Greenreport
Crescono le inchieste e calano gli impianti, la gestione rifiuti toscana sempre più nel caos
Dalla Procura di Firenze nuova azione contro la società 100% pubblica Alia: 33 indagati, 9 misure cautelari e 0 soluzioni all’orizzonte
Di Luca Aterini
In Toscana le inchieste sulla gestione dei rifiuti che generiamo ogni giorno – fino a raggiungere 12 mln di ton l’anno, tra urbani (2,27 mln ton) e speciali (9,8 mln ton) – non si chiudono, ma anzi crescono a macchia d’olio: ieri nel mirino della Procura di Firenze è tornata Alia spa, vero e proprio perno dell’economia circolare toscana nonché gestore unico dei servizi d’igiene urbana nell’Ato Toscana centro.
Un soggetto interamente pubblico, che ora ha 33 indagati fra dirigenti e responsabili per varie ipotesi di reato continuate, in concorso, di traffico illecito di rifiuti, frode nell’esercizio del commercio e getto pericoloso di cose. Sono state emesse anche 9 misure cautelari personali inerenti l’interdizione dai pubblici uffici (da un massimo di 12 mesi ad un minimo di 3) di dirigenti e funzionari della società Alia e di società ad essa collegate; inoltre è stato messo in atto un sequestro preventivo di alcune aree del Polo tecnologico di San Donnino
Si tratta dell’ampliamento di un’indagine avviata nel 2016, una delle tante che da allora si sono abbattute sull’economia circolare toscana: si ricordi ad esempio l’inchiesta Demetra sempre del 2016, la Dangerous trash del 2017, la Blu mais e la Stop stinks del 2020, mentre il 2021 conta già l’inchiesta Keu e adesso quella con al centro Alia. Nessuno di questi filoni ci risulta arrivato a sentenza, men che meno definitiva, ma in compenso le inchieste continuano a crescere e con loro il clamore mediatico, che a sua volta contribuisce ad alimentare le sindromi Nimby contro gli impianti necessari per gestire la nostra spazzatura: un circolo vizioso.

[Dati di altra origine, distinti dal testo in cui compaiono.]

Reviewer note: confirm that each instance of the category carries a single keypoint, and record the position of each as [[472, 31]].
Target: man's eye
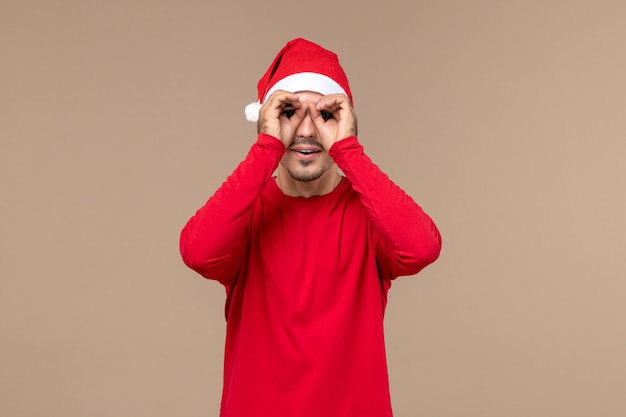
[[288, 113], [326, 115]]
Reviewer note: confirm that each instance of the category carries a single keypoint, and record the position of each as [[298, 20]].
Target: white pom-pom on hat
[[301, 66], [252, 111]]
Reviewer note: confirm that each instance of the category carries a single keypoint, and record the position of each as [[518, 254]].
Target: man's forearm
[[406, 229]]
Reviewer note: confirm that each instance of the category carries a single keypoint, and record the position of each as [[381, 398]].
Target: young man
[[307, 256]]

«Nell’auspicare che le persone coinvolte possano chiarire al più presto la propria posizione e convinti che debba essere fatta piena luce sulla vicenda, riponiamo fiducia nei nuovi vertici di Alia insediati da pochi mesi», commentano dal Comune di Firenze – in qualità di principale socio di rifermento della società – in merito all’inchiesta. Nel frattempo, oltre a confermare «piena fiducia nel lavoro della magistratura e totale collaborazione» Alia comunica di «aver dato immediata esecuzione alle misure cautelari interdittive contenute nel provvedimento del Gip. Sono state pertanto revocate tutte le deleghe e le procure ai dirigenti coinvolti, riaffidando a personale interno funzioni e responsabilità».

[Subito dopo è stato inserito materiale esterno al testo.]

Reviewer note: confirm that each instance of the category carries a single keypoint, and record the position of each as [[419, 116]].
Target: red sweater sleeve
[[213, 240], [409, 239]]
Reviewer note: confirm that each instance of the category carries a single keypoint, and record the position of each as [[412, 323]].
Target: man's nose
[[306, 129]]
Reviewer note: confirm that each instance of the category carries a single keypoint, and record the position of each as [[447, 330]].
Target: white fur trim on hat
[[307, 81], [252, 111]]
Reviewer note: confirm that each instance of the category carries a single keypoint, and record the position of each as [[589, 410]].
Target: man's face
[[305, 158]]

Le accuse mosse dall’inchiesta sono pesanti, tutte con al centro la gestione di impianti Alia. Ad esempio l’ammendante prodotto in quelli di compostaggio per fertilizzare i campi sarebbe in realtà da configurarsi come rifiuto speciale da smaltire in discarica; la discarica di Case passerini avrebbe disperso illegalmente ingenti quantitativi di biogas in atmosfera; il percolato prodotto dall’ex discarica di Bosco ai Ronchi sarebbe stato scaricato sistematicamente all’interno di alcuni laghetti non impermeabilizzati.
Temi sui quali peraltro già nel 2017 e nel 2018, dopo l’avvio del primo filone d’inchiesta, Alia era intervenuta pubblicamente spiegando sia le oggettive difficoltà di operare nella gestione rifiuti – solo all’impianto di San Donnino per l’ingresso e l’uscita dei rifiuti venivano trattati ogni anno qualcosa come 97mila formulari – sia le proprie posizioni nel merito: dalle torce per bruciare il biogas a Case passerini ai “laghetti” dell’ex discarica di Bosco ai Ronchi definiti in realtà «apposite vasche di contenimento del percolato», ricordando peraltro che l’ultimo conferimento di rifiuti nell’ex discarica risale al 1971, che secondo la normativa europea dopo 30 anni di post gestione non si parlerebbe nemmeno più di discarica, e che ormai dal 37° anno di post gestione della discarica è anche autorizzata l’immissione diretta del percolato nel sistema di pubblica fognatura.
Tutte argomentazioni ritenute insoddisfacenti o cadute nel vuoto, evidentemente. E in attesa che questa nuova inchiesta e che l’eventuale processo arrivino a conclusione, per l’economia circolare in Toscana i problemi non fanno che aumentare. Anche perché la generazione di rifiuti resta pressoché costante mentre gli impianti per gestire la spazzatura sono sempre meno: un trend particolarmente evidente guardando al recupero energetico (gli inceneritori attivi erano 7 nel 2013, oggi sono 4 e presto saranno 2) ma da ultimo anche la discarica Rimateria – caso apparentemente unico in Italia nella gestione di rifiuti speciali non pericolosi – si avvia a fallimento. Gli obiettivi dell’ultimo Piano regionale rifiuti non sono stati rispettati, mentre per il nuovo Piano si attende un iter che durerà almeno un anno.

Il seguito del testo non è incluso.